Sawyer had said he wasn’t going to kill Blanche Wiltsey. I believed him on that one too, but I wasn’t ready to take his word. I walked around the building and into two cops in uniforms carrying guns in their hands. I stopped.
“Hands in the air, slow and easy,” said one cop, who was about my age, a little on the thin side in a uniform that sagged. He looked as if he had lost some weight recently. The other cop was bigger, a little younger, and wore a snug uniform and a squint.

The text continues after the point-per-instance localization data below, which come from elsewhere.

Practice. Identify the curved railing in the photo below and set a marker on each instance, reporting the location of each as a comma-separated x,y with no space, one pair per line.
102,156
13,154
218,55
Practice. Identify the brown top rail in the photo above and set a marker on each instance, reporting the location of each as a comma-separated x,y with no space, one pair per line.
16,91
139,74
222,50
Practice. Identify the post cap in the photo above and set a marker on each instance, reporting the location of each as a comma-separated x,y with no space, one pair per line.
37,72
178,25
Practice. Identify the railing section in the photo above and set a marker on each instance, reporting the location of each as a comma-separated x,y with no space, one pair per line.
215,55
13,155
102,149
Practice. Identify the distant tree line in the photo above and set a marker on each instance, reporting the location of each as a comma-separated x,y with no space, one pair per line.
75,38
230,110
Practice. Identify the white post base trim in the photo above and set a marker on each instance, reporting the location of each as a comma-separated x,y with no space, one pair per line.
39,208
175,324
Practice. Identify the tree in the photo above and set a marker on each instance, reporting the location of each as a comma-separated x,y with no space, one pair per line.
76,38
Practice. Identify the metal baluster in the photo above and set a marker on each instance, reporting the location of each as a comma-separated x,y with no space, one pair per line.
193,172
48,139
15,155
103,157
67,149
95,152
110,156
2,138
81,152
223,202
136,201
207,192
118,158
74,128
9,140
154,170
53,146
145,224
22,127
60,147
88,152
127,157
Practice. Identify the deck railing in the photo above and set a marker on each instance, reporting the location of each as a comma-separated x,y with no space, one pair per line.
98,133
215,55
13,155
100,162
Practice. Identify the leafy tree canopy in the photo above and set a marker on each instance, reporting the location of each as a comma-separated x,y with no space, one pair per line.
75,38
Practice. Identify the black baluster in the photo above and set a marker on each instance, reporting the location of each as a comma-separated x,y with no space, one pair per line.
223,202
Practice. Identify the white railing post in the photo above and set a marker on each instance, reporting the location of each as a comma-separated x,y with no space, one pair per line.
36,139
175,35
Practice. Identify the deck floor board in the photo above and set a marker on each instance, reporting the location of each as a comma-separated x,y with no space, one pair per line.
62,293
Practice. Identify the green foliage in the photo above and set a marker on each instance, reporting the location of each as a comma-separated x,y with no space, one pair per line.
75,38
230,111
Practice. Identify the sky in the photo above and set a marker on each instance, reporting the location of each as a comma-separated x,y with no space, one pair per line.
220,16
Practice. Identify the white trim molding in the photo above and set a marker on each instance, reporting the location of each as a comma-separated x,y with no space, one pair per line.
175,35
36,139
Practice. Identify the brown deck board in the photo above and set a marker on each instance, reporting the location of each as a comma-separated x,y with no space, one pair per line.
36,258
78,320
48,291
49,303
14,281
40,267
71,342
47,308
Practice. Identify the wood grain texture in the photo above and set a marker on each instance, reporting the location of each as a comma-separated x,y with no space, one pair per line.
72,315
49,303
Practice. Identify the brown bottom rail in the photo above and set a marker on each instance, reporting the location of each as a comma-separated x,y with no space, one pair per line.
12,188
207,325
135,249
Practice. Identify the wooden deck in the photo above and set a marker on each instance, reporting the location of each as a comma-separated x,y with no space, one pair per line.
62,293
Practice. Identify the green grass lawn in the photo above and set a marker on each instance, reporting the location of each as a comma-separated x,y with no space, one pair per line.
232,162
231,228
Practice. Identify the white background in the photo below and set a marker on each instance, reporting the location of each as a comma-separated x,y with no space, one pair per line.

I put my hands up. The thin cop stepped forward, reached under my jacket, and took my .38 out of my holster.
“I’m a private investigator,” I said. “I’ve got my card with me. I’ve got a permit for that weapon.”
“You have a permit to break into a crime scene?” he asked.
“I didn’t break in anywhere,” I said.
“We got a call from a neighbor saying someone fitting your description had just climbed into this house through a back window.”
“You said this was a crime scene?” I asked.
“Blood all over the bathroom?” said the dull-looking cop with the squint. “No body.”
“Felix,” said the thin cop in a distinctly warning tone.
“I’m a friend of the woman who lives here,” I said.
“Neighbor suggested we might want to search you,” said the thin cop, stepping in front of me carefully and starting to go through my pockets.
He came up with a stick of Beeman’s Pepsin Chewing Gum, my car keys, some change, and Fiona Sullivan’s locket. He held the locket up.
“Yours?” he asked. “Or did you pick it up inside?”
“It’s a gift for my girlfriend,” I said.
“Looks old,” he said. “Looks silver.”